Jessica Leigh Hester is a former senior associate editor at CityLab, covering environment and culture. Her work also appears in the New Yorker, The Atlantic, New York Times, Modern Farmer, Village Voice, Slate, BBC, NPR, and other outlets.
Legislation introduced this week calls upon federal agencies to standardize those perplexing stamps.
When Emily Broad Leib, the director of the Harvard Food Law and Policy Clinic, first began working on the issue of food waste a few years ago, she found that she had to offer up an explanation. “People looked at me like they had no idea what that meant,” she says. “Now, people are realizing that it has very real impact.” One example: unstandardized food labels—those muddy, hard-to-parse “use by,” “sell by,” and “best by” notices. They exact a toll on consumers’ purse strings and the environment at large. But a new bill proposed this week hopes to curtail it.
On May 18, Senator Richard Blumenthal and Congresswoman Chellie Pingree introduced the Food Date Labeling Act, which calls on the USDA and FDA to cooperate to standardize and regulate date labels, which are famously difficult for consumers to digest. In a recent national survey—which I wrote about on May 11—84 percent of respondents indicated that they at least occasionally tossed food that near the date printed on the label even when they weren’t sure whether the date related to quality or safety. With so many phrases used seemingly interchangeably, it can be hard to differentiate between a gentle reminder and an exhortation.
Tristram Stuart, the founder of the food waste advocacy group Feedback, draws this analogy: “Imagine every station had different words for petrol and diesel, and everyone was going around putting the wrong fuel in their pumps, and never knew quite what it was,” he says. “It’s obvious to everyone that we need to agree to common terminology.”

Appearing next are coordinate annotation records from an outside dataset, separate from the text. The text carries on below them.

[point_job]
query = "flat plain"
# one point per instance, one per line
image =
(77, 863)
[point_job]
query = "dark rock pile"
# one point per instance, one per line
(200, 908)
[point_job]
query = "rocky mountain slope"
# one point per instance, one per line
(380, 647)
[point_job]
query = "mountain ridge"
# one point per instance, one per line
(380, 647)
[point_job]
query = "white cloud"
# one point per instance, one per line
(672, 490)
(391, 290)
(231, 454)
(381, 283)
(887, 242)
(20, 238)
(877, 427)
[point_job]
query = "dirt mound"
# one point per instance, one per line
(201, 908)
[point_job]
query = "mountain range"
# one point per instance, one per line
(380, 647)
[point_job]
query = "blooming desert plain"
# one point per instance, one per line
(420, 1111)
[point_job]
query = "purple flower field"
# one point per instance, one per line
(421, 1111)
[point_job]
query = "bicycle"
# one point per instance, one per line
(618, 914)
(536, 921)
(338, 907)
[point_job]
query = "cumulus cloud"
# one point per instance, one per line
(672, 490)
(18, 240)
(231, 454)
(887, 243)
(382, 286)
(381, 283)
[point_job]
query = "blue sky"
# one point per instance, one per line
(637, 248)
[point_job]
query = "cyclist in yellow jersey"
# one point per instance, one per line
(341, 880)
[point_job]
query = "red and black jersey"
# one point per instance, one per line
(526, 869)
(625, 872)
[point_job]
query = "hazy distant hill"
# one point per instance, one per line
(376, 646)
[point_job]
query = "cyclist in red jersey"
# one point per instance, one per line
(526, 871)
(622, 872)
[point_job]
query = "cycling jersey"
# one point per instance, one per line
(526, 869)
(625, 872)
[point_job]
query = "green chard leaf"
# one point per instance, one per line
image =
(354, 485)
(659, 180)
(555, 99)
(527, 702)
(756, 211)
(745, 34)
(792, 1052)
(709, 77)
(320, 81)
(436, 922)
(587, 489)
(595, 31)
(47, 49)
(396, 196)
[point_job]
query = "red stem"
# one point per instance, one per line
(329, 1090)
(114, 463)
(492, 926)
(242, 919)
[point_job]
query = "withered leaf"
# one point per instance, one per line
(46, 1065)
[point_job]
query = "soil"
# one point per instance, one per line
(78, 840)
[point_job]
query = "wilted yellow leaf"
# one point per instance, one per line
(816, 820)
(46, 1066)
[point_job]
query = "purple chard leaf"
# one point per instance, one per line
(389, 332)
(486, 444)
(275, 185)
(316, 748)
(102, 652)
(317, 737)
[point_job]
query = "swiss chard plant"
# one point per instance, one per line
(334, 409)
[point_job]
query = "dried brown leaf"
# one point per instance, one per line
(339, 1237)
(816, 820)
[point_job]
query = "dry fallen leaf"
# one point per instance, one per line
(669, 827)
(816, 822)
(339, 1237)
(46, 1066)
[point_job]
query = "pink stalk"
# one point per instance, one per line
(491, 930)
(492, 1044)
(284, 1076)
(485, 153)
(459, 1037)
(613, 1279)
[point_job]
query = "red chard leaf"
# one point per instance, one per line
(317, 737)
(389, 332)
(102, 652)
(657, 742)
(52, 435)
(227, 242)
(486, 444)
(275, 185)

To rectify the confusion, the bill suggests streamlining the array of labels down to just two: “best if used by” would refer to quality, and “expires on” would be a safety precaution. The two phrases would make it easier to differentiate between items that pose a risk of food-borne illness and the nonperishable items—such as crackers or cereals—that are simply marked for optimal freshness.
These bills come on the heels of the nation’s first food waste summit in Washington, D.C., as well as two large rallies against food waste in the nation’s capital and in New York City. “This is a live issue,” says Stuart. “It’s kicking off in every direction.”
The bill’s proponents suggested that, by enacting a uniform federal system, the legislation would save money and conserve resources. “Items at the grocery store are stamped with a jumble of arbitrary food date labels that are not based on safety or science,” said Blumenthal in a statement. “This dizzying patchwork confuses consumers, results in food waste, and prevents good food from being donated to those who need it most.”
And, indeed, the U.S. simultaneously experiences a food waste crisis and a high volume of food insecurity. Around 63 million tons of food waste is diverted to American landfills each year, and discarded food costs the average American family $1,500 annually. Still, despite this surfeit of surplus food, more than 15 percent of American households struggle to obtain consistent access to nutritious meals. A number of states limit the way that food can be redistributed to soup kitchens or food pantries once the date on the label has passed. Leib says that when states hew fastidiously to arbitrary date labels, they’re “taking food out of the mouths of people who could be eating it.”
Dana Gunders, of the Natural Resources Defense Council, told CivilEats standardized date labels are “low-hanging fruit that will clarify consumer understanding and help change the habit of tossing food when in doubt.” That habit has dramatic consequences: A report released in March by a consortium of non-profits, government agencies, and foundation leaders estimated that the lack of standardized date labels is directly responsible for 20 percent of consumer-generated food waste. Standardizing those labels, the authors wrote, could save up to 398,000 tons of wasted food per year.
Even so, the report raised the question of whether manufacturers had an incentive to standardize the labels; without a clear-cut benefit to the bottom line, the authors wondered, would it seem like a worthwhile change? But a handful of influential companies have since pledged to make it a priority. General Mills recently blogged in support of date label legislation, and representatives from Nestle and Campbells were in attendance at the bill’s press conference Wednesday to throw their weight behind the initiative. “There’s enough leadership on the industry side that it seems doable,” says Leib. Stuart acknowledges that there would be a small upfront cost to standardizing the labels, but says that the benefits far outweigh them. “The savings for everyone would be enormous,” he says, “not to speak of the environmental and moral costs that would be saved.”